# Breeding Tips



## Elise Salvio (Sep 21, 2021)

Hey Everyone

im wondering if anyone has any breeding tips as I’m a first time breeder not doing it for the money just after the experience. I’ve had my beautiful two albino Darwin pythons for the last 5.5 years and they have been together for the hole time they were sold to me as male and female but I never got them sexed and I honestly never expected that they would breed and yes I know that sounds weird but I just didn’t. I want to do the best I can I’m on the Gold Coast and I’m also wondering if anyone knows any good reptile vets apart from the one in Currumbin Valley.

thanks Elise


----------



## Sdaji (Sep 22, 2021)

Hi Elise, people are usually quite happy to answer specific questions, but just a vague 'I want to know about breeding' question isn't likely to get a meaningful answer. There is no shortage of information online, some of us here have written books or magazine articles or the care sheets you'll find online, and typing it all out again in the hope of answering what you might have missed doesn't make sense. Do a lot of reading and if you still have specific questions, which you probably will, feel free to ask 

Other than repeating what you'll already have read online (or should have), all we're really left to do is either post something like this post or answer with something facetious like 'put a male and female together'.


----------



## Elise Salvio (Sep 22, 2021)

Okay that makes sense thanks for reply. I have looked on YouTube but all the videos are people from overseas. Is there any books you could recommend or informational websites because I’m pretty sure my female is pregnant and I really don’t want to kill the eggs when they are laid?


----------



## Herpetology (Sep 22, 2021)

https://www.thereallygoodbookshop.c...an-Pythons-Second-Edition-Edited-by-Mike-Swan this is a must for all new breeders in my opinion









Breeding Carpet Pythons - Reptiles Magazine


Since the time hominids first became Homo sapiens and used plants and animals in ways other than hunting and gathering, the practice of selective breeding began. Stated simply, selective breeding is the process of choosing certain plants or animals for particular traits and breeding them to...




www.reptilesmagazine.com







https://www.youtube.com/channel/UC3N1MhKbKHrHnL9gMZN_FtQ




you wont kill the eggs unless you over heat them, roll em around or drop them -- incubator can be lower (recommended 31.5c, but you can have it as low as 28-29 full time, eggs will take longer to hatch, but if you have 33+ for a couple hours, the eggs will die) important to have a good quality thermostat


----------



## Sdaji (Sep 22, 2021)

Elise Salvio said:


> Okay that makes sense thanks for reply. I have looked on YouTube but all the videos are people from overseas. Is there any books you could recommend or informational websites because I’m pretty sure my female is pregnant and I really don’t want to kill the eggs when they are laid?

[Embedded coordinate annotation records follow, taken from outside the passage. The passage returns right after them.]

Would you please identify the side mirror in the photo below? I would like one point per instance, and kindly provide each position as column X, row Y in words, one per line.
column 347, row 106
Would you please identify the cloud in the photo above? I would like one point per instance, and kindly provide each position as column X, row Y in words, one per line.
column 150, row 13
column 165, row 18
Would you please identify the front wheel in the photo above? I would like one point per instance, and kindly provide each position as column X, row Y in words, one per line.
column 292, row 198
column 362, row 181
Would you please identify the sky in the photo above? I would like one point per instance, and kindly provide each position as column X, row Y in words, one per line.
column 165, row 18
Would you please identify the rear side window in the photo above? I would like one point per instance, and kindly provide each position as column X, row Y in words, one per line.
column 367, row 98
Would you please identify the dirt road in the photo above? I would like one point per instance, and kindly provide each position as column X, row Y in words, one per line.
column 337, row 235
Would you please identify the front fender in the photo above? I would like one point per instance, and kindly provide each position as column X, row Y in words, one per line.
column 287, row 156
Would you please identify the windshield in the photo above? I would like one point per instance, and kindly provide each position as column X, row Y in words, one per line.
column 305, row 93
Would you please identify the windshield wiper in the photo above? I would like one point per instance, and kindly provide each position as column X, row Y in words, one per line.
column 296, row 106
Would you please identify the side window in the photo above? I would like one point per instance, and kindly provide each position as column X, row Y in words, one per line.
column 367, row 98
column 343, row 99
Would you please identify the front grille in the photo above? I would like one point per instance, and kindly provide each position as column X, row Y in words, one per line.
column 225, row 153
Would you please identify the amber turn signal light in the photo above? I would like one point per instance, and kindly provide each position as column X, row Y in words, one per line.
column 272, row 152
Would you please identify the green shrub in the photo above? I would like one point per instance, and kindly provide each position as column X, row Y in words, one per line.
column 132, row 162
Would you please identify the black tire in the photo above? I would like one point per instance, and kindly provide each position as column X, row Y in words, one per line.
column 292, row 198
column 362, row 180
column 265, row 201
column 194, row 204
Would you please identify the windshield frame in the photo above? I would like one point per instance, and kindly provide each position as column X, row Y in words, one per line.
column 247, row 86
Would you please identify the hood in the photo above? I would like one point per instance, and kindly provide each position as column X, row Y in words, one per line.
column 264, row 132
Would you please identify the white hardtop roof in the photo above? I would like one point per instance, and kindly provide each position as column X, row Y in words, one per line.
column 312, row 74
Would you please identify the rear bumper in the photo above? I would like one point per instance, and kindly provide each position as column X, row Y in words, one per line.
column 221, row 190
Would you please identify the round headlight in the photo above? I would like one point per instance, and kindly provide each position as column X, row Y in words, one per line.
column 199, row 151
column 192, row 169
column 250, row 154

Snake reproduction doesn't change in different countries.

Pretty much everything which works on Ball Pythons will work for Carpets, especially in terms of incubation, but Carpets are popular abroad too. There's no shortage of information on incubating eggs, and other than that, offer a nesting box (many people don't even bother, it's not necessary).

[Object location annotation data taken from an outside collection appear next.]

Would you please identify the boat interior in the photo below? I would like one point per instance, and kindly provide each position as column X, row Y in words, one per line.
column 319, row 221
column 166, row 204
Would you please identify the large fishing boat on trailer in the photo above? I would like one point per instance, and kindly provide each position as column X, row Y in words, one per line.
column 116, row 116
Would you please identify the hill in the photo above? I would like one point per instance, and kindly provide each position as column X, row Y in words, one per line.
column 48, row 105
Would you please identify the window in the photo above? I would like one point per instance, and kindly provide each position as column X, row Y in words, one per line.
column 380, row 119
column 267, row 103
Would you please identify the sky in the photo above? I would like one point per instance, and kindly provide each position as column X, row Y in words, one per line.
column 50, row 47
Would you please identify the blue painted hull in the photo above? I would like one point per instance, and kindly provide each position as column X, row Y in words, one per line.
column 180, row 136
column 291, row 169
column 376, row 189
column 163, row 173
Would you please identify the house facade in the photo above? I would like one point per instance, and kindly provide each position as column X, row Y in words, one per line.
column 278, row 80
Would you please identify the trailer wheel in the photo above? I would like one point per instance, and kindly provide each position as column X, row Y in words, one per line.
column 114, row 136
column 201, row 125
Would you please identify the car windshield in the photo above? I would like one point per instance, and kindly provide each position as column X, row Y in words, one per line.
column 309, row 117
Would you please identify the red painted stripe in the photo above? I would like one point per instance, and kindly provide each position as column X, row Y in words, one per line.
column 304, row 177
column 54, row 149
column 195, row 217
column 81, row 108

Getting incubation right is your biggest focus. Carpet Eggs have no surprises and will hatch using any normal reptile egg incubation method. Around 31 degrees is about right.


----------



## Pythonguy1 (Sep 22, 2021)

Herpetology said:


> https://www.thereallygoodbookshop.c...an-Pythons-Second-Edition-Edited-by-Mike-Swan this is a must for all new breeders in my opinion


I second that. Lots of valuable info in that book.


----------



## Elise Salvio (Sep 23, 2021)

Great thank you everyone this is a lot of help


----------